Parmi elles,1 million présente un risque modéré et 200 000 ont une pratique pathologique. Si les joueurs problématiques sont minoritaires, ils génèrent en revanche 40% du CA de la FDJ.
À chaque fois que le chiffre d’affaire de la FDJ augmente d’un point, on accroît d’environ 1 000 le nombre de joueurs pathologiques. Le problème c’est qu’on a parfois du mal à considérer l’addiction au jeu comme une vraie pathologie. Or, les associations pointent un coût social important : chômage, divorce, dégradation de l’état de santé, surendettement, dépression, suicide...
Comment peser dans le débat ?
À défaut de pouvoir l’empêcher, ces associations et ces acteurs de santé publique ont essayé de faire valoir leur point de vue concernant cette privatisation afin d’en limiter les conséquences sur les joueurs. Ils se sont rapprochés de députés au sein de l’Assemblée nationale, Régis Janico et Olga Givernet sensibles au problème car tous les deux ont rédigé un rapport sur les jeux.
Ensemble, ils ont poussé à la création d’un nouvel organe de régulation des jeux, l’Autorité Nationale des Jeux qui devrait voir le jour le 1er janvier prochain. A l’exception des casinos qui restent dans le giron de Bercy, son rôle sera entre autres de prévenir le jeu excessif et d’assurer la protection des mineurs. Par exemple, pour chaque nouveau jeu mis sur le marché, la FDJ devra demander une autorisation à l’ANJ. L’ANJ pourra aussi retirer un jeu du marché si elle le juge nécessaire etc…
Des associations et des acteurs de santé satisfaits
Comme le dit Jean-Michel Costes de l’observatoire des jeux, le diable se cache dans les détails. Pour le moment on ne sait pas si l’ANJ aura les moyens d’être efficace, ni qui sera nommé. Il y a un point qui fâche Monsieur Costes c’est la publicité. Il aurait aimé qu’on interdise tout simplement la publicité pour les jeux, comme on le fait pour le tabac. Aujourd’hui la réglementation est quasi inexistante, excepté la publicité de jeux vers les mineurs qui est interdite.
La FDJ s’est pourtant engagée à mettre 10% de son budget pub au service de la prévention contre l’addiction et l’interdiction pour les mineurs. Pour Jean-Michel Costes ce n’est pas suffisant. Selon lui, les études montrent que les messages du type "Jouer comporte des risques" qu’on entend en fin de publicité n’auraient aucun impact.

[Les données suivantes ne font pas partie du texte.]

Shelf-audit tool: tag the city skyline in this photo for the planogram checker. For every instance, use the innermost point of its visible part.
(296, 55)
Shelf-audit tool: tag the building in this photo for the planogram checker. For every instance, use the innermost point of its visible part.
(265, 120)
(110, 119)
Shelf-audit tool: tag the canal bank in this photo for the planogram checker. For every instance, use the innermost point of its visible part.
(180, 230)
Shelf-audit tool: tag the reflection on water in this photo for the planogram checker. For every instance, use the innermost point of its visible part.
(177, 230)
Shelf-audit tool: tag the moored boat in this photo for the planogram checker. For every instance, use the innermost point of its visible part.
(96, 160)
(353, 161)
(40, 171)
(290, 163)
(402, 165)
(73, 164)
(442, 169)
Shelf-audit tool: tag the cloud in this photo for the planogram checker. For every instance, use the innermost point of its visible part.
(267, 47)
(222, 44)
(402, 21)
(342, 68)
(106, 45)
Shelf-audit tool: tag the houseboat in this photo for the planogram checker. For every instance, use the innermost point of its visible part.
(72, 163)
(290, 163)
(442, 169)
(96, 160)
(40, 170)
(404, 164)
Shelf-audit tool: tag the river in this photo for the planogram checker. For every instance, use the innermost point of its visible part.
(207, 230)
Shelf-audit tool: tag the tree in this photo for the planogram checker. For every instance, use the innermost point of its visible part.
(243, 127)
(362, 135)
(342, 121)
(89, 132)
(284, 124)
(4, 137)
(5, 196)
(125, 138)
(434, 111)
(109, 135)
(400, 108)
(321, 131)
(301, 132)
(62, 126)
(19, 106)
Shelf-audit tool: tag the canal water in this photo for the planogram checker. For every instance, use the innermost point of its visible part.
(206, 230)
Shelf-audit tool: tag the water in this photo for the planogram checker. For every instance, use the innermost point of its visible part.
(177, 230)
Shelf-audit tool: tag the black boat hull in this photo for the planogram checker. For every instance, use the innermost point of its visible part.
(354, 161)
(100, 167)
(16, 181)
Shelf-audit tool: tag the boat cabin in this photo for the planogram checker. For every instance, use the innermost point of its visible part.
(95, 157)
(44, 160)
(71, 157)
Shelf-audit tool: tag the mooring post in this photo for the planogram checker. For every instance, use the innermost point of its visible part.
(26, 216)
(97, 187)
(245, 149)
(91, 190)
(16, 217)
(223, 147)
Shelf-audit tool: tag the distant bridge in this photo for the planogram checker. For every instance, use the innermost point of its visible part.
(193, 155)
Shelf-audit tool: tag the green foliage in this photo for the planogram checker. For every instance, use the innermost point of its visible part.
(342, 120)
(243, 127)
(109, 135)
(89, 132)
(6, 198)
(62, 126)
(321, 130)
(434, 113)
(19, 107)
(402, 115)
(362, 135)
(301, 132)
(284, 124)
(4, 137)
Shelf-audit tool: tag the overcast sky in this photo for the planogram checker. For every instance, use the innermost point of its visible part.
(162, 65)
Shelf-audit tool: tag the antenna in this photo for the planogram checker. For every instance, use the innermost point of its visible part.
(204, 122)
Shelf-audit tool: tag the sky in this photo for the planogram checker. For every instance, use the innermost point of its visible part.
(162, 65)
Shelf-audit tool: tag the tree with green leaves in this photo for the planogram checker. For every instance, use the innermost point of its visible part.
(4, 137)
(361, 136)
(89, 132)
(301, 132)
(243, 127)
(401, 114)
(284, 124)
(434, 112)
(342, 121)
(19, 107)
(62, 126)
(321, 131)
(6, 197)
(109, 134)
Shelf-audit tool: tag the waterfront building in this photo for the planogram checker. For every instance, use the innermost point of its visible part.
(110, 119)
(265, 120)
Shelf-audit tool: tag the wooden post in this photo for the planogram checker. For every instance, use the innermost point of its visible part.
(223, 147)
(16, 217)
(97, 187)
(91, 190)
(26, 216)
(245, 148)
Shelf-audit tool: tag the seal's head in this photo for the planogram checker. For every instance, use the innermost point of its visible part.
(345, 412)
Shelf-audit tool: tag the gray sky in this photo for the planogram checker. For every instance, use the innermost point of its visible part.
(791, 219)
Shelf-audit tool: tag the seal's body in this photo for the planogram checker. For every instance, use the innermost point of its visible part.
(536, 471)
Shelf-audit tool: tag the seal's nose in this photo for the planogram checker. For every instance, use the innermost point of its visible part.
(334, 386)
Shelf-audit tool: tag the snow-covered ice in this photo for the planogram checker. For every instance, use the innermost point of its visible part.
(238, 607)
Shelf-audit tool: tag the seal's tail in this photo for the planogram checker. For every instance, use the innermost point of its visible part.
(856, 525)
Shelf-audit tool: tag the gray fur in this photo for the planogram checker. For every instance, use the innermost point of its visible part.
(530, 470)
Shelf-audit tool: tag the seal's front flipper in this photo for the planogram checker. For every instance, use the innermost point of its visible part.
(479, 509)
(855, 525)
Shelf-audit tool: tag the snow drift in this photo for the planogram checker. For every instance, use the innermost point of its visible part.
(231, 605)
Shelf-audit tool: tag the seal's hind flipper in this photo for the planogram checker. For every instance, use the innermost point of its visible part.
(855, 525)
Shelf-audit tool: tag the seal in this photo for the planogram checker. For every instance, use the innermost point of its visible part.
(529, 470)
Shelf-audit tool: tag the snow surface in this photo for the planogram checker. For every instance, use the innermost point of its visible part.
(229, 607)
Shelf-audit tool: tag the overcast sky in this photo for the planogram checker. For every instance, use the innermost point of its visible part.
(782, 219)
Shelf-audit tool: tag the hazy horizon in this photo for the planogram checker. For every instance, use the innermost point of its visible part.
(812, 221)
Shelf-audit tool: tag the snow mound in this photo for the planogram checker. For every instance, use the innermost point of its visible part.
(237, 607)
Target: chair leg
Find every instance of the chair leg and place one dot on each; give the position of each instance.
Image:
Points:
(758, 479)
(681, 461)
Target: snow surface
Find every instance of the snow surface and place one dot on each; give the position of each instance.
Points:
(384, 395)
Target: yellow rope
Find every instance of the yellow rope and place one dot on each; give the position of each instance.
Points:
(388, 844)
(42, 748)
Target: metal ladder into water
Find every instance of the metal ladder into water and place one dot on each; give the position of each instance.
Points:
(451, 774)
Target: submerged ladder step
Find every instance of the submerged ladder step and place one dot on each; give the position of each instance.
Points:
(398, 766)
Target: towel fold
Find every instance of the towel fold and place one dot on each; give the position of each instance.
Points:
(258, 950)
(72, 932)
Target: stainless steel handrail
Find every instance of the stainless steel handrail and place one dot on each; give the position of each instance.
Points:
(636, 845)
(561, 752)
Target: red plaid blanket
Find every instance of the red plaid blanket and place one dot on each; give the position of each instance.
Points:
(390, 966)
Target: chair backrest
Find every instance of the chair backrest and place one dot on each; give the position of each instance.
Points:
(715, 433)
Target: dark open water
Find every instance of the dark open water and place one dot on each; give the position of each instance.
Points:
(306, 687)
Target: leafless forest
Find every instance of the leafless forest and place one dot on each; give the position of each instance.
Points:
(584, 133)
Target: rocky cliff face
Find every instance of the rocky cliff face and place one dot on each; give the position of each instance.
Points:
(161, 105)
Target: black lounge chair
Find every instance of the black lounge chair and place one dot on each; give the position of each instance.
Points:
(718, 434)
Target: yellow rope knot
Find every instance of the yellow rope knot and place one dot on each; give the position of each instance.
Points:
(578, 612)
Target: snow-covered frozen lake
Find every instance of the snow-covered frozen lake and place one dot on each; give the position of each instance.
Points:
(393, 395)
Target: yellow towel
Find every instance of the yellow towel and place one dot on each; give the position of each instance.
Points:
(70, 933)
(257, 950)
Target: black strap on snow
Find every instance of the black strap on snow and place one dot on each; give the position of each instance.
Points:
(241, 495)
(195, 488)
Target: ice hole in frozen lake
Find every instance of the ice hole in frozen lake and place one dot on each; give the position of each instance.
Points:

La publicité contre les risques inquiète les actionnaires
Il y a deux semaines la FDJ faisait un tour de France pour rencontrer ses futurs investisseurs. Le journal Le Parisien rapporte qu’un actionnaire a posé la question suivante "Vous comptez développer la publicité contre les risques d’addictions mais est-ce que ça ne risque pas de faire baisser les mises" ? Des actionnaires préoccupés par la rentabilité de l’entreprise avant tout c’est exactement ce que craignaient les opposants à cette privatisation.
Des professionnels de santé pessimistes et inquiets
Certains professionnels ne sont pas aussi pessimistes quant à la privatisation. Interrogé Hervé Martini, médecin addictologue au CHU de Nancy membre de l’ANPAA (Association Nationale de Prévention en Alcoologie ...) considère par exemple que cette privatisation va permettre de clarifier le rôle de l’Etat qui pourra se concentrer sur la protection des joueurs à condition que les financements suivent et ainsi se détacher des intérêts de rentabilité de l’entreprise. Il ne sera donc plus juge et partie. Dans tous les cas il faudra attendre au moins une année pour voir les effets de cette privatisation sur les joueurs.